Рабочий, дважды кивнув головою, сел, взглянул на грязные сапоги свои, спрятал ноги под стул и тихонько заговорил, не угашая улыбочку:

– Ну-с, товарищ Петр арестован и Дьякон с ним. Они в Серпухове схвачены, а Вараксин и Фома – здесь. Насчет Одинцова не знаю, он в больнице лежит. Меня, наверное, тоже зацапают.

Самгин молчал, ощущая кожей спины холодок тревоги, думая о Диомидове и не решаясь спросить:

«Донес кто-то?»

– Я к вам вот почему, – объяснял Дунаев, скосив глаза на стол, загруженный книгами, щупая пальцами «Наш край». – Не знаете – товарища Варвару не тревожили, цела она?

– Не знаю.

– Надо узнать. Предупредить надо, если цела, – говорил Дунаев. – Там у нее книжки есть, я думаю, а мне идти к ней – осторожность не велит.

– Хорошо, я сейчас, – сказал Самгин. Рабочий встал, протянул ему руку, улыбаясь еще шире.

– Ежели вас не зацепят в эту историю, так вы насчет книжек позаботьтесь мне; в тюрьме будто читать не мешают.

– Что ж это – донос? – тихо и сердито спросил Клим.

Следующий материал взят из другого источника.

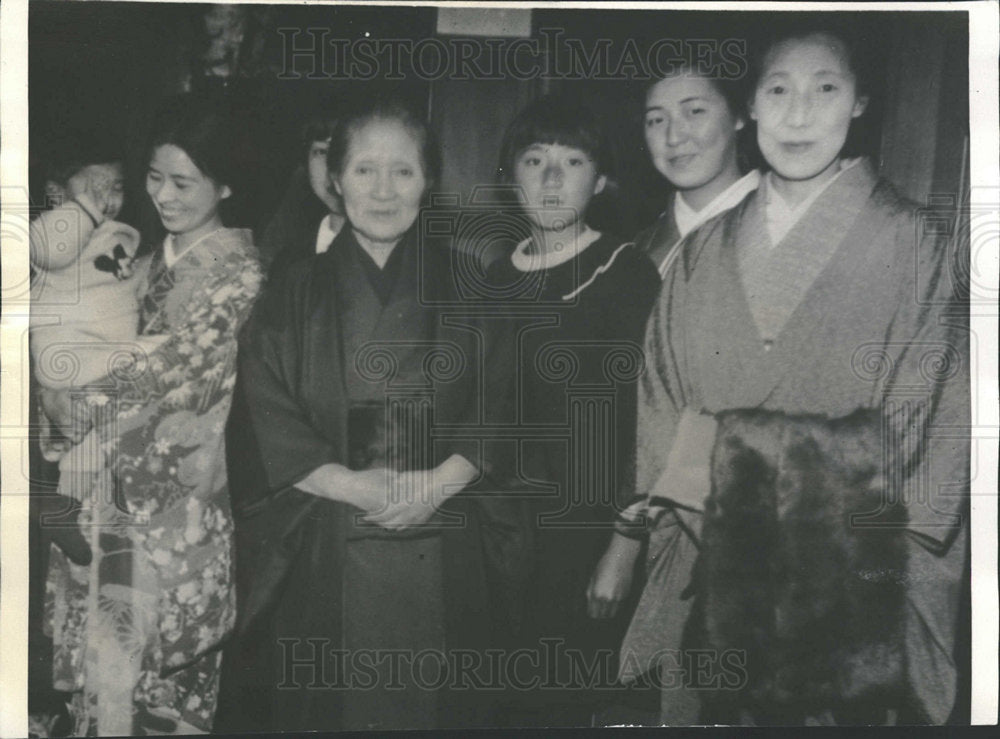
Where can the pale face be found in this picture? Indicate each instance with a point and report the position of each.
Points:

– Похоже, – ответил Дунаев не сразу и приглядываясь прищуренными глазами к чему-то в углу. – Был у нас белобрысенький такой паренек, Сапожников, отшили мы его, глуповат и боязлив чересчур. Может быть, он обиделся…

– Что ж вы думаете сделать с ним? – спросил Самгин, понимая, что спрашивает и ненужно и неумно.

Дунаев тоже спросил:

– А где я его возьму? Если меня не посадят, конечно, я поговорю с ним.

Он уже не улыбался, хотя под усами его блестели зубы, но лицо его окаменело, а глаза остановились на лице Клима с таким жестким выражением, что Клим невольно повернулся к нему боком, пробормотав:

– Да… конечно.

– Прощайте. Так вы сейчас же…

Он снова улыбался своей улыбочкой, как будто добродушной, но Самгин уже не верил в его добродушие. Когда рабочий ушел, он несколько минут стоял среди комнаты, сунув руки в карманы, решая: следует ли идти к Варваре? Решил, что идти все-таки надобно, но он пойдет к Сомовой, отнесет ей литографированные лекции Ключевского.

Сомова встретила его, размахивая синим бланком телеграммы.

– Лида приезжает, понимаешь? Ты что какой?

Торопливо рассказывая ей об арестах, он чувствовал новую тревогу, очень похожую на радость.

– Ну, – живо! – вполголоса сказала Сомова, толкая его в столовую; там сидела Варвара, непричесанная, в широком пестром балахоне. Вскричав «Ай!» – она хотела убежать, но Сомова строго прикрикнула:

– Глупости! Где у вас нелегальщина? Письма, записки Маракуева – есть? Давайте все мне.